Great. In that case, I think this takes care of the bugs in the arm module I spotted. Thanks!
What happened?
I was noticing some odd behaviour on a robot I was working on that is derived from the Interbotix arms. Specifically, when using the joystick control / launch file with a PS4 controller (xsarm_joy.launch.py), it appeared that the velocity and acceleration overrides for waking and sleeping the robot only worked sometimes.
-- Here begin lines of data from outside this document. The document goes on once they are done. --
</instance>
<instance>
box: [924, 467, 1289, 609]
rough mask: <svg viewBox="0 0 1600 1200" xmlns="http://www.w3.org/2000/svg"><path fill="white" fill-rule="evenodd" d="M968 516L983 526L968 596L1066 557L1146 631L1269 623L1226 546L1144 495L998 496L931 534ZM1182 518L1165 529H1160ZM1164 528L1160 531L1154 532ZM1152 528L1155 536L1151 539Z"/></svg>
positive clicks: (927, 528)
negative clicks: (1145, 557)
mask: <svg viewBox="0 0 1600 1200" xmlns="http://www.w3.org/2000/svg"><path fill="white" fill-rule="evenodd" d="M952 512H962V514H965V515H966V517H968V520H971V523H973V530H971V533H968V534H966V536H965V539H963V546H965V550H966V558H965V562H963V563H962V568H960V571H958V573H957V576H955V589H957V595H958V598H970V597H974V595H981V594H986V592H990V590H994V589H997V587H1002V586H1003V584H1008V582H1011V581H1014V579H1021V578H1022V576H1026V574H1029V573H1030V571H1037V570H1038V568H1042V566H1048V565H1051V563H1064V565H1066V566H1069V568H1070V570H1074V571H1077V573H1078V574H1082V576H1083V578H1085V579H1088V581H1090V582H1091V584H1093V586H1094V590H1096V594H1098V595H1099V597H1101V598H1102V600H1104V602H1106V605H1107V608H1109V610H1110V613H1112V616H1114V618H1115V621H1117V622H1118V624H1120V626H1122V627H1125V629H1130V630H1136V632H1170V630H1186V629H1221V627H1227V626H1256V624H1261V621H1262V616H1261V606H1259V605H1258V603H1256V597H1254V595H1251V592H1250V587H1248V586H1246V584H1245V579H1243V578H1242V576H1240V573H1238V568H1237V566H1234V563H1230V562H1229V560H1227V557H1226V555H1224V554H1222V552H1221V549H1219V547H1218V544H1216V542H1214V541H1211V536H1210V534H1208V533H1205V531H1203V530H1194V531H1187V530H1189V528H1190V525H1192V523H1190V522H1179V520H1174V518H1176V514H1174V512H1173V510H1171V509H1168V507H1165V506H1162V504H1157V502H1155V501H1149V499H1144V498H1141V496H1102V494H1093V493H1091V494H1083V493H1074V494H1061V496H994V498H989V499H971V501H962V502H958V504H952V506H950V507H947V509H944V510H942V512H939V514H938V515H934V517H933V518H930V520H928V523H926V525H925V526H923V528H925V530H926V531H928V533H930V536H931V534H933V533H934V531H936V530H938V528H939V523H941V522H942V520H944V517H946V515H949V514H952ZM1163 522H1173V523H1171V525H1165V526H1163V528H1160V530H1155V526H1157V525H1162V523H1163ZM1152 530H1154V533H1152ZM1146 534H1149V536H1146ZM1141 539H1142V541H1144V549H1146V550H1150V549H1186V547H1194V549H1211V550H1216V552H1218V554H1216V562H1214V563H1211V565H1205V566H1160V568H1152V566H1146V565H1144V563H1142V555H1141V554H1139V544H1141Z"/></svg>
The intended scenario seems to be that the joystick configuration sets default velocity and acceleration to 200/100, but the wake and sleep calls override those values to 1500/750 to avoid moving too fast.
When the service call to set the vel/accel fails, the robot arm attempts to perform the wake/sleep at the 200/100 rate which is really fast, and sometimes causes motor faults.
Robot Model
Custom Dynamixel robot - similar to WindowX
Operating System
Ubuntu 22.04
ROS Distro
ROS 2 Humble
Steps To Reproduce
On my ROS2 Humble install, I found that just waking and sleeping the robot a number of times with the game controller after launching the xsarm_joy.launch.py script would ultimately surface the bug. Sometimes, it is subtle because it may be the case that the velocity registers are written, and then the position, and then acceleration, so you don't notice it as badly. It's the worst case if both velocity and and acceleration register writes are deferred until after the position command though because the robot will move very quickly to/from home/sleep.
Relevant log output
Additional Info
I believe the culprit is the usage of self.core.executor.spin_once_until_future_complete() in the code below. I believe this function actually literally only does spin once, and thus, does not guarantee completion of the future. It's very poorly named in ROS, but I believe it is normally used internally by spin_until_future_complete(), which does ensure completion. I did a few tests, by placing an assert in the code afterward to ensure the future was done, and the code tripped the assert (
assert future_moving_time.done()
after the spin_once_until_future_complete() call).It's easy enough to fix this up, but there are a few other concerns here as well - the timeouts are another one. It's also theoretically possible for the calls to the register updates to timeout and fail, but the calling function won't know that they failed and will try to execute subsequent commands which may be undesirable.
Also, there seems to be a fair amount of usage of spin_once_until_future_complete in core.py, which might have similar issues. So, probably worth reviewing the other potential usage of it as well to make sure none of those cases are critical.